Stella scoffed but deep down, interest sparked. Keeping her guard up to keep men away was a lot like living on a deserted island. Great by day. Lonely at night. A week or two of being alone was fine; almost twelve months, stifling. Maybe it was time to throw caution to the wind – the tropical kind.
She ran her tongue over her lips. The possibility of some great food made her belly growl. In fact, she’d even consider some crème anglaise, as long as it wasn’t made from sweet potatoes. But the idea of men-heaven wasn’t a deal-clincher; especially after acting like a buffoon in front of one, and telling another to take a cyber hike. “I don’t know, Red. I’ll think about it.”
Someone named MightyMike interrupted by wanting relationship advice.
RedHairedHoney blew him off by telling him to go to a marriage-counselor.
His denial was predictable. “Good one, Red. You know I’m single.”
Red sent Stella a private message. “Sorry to leave you, Blonde1. I want no part of MightyMike. I’ve talked to him before. He’s a goon. But please, give some serious thought to the Meet and Greet. Catch ya later.”
With Red out of the mix, MightyMike tried to mooch counsel from her. “Give it to me straight, Blonde1. How can I fix things with my woman?”
Duct tape?
Stella snorted a laugh and said she was no Ann Landers.

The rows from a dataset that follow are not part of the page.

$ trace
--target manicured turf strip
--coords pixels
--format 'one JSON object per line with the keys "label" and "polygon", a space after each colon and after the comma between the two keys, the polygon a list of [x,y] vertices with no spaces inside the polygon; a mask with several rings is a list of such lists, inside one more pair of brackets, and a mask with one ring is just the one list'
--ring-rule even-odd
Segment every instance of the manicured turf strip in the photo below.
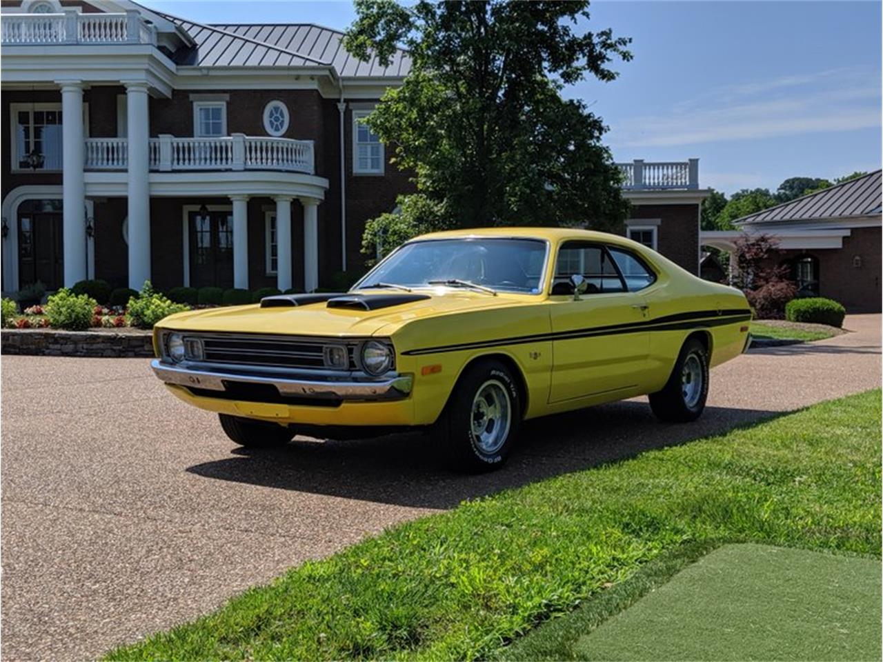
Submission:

And then Mr. Right showed up.
“There you are.” A spike of excitement made her guzzle the rest of the wine cooler.
MightyMike wouldn’t give up. “You’re a woman, so you know what women want from a guy.”

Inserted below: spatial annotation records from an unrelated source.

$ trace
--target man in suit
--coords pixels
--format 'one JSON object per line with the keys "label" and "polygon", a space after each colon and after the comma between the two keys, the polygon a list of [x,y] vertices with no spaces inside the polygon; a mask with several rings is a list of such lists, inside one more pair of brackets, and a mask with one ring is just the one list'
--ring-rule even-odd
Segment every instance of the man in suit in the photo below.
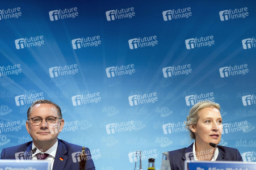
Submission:
{"label": "man in suit", "polygon": [[[45,159],[51,169],[79,169],[82,147],[57,139],[64,126],[61,110],[55,103],[40,100],[33,103],[27,112],[26,128],[33,141],[2,150],[1,159]],[[88,148],[85,148],[86,170],[95,168]],[[82,158],[82,159],[81,159]]]}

Stella pushed MightyMike’s comment aside while she waited for Mr. Right to say something. He remained quiet.
She went back to Mike. “Every woman wants something different.”
“What do you want?”
A question like that required more alcohol. Or a cup of coffee and a pint of cookie dough ice cream. Since she’d already had two wine coolers, the choice was easy.
Toting a cup of coffee in one hand and a bowl of ice cream in the other, she planted her bottom in the chair. Mr. Right’s silence was driving her crazy. Maybe he was waiting for her to make a move, or maybe he was chatting privately with someone else.
Mike kept probing. “Well?”
Stella took a spoonful of decadence and let her tongue enjoy the taste of cookie dough before she replied. “You really want to know?”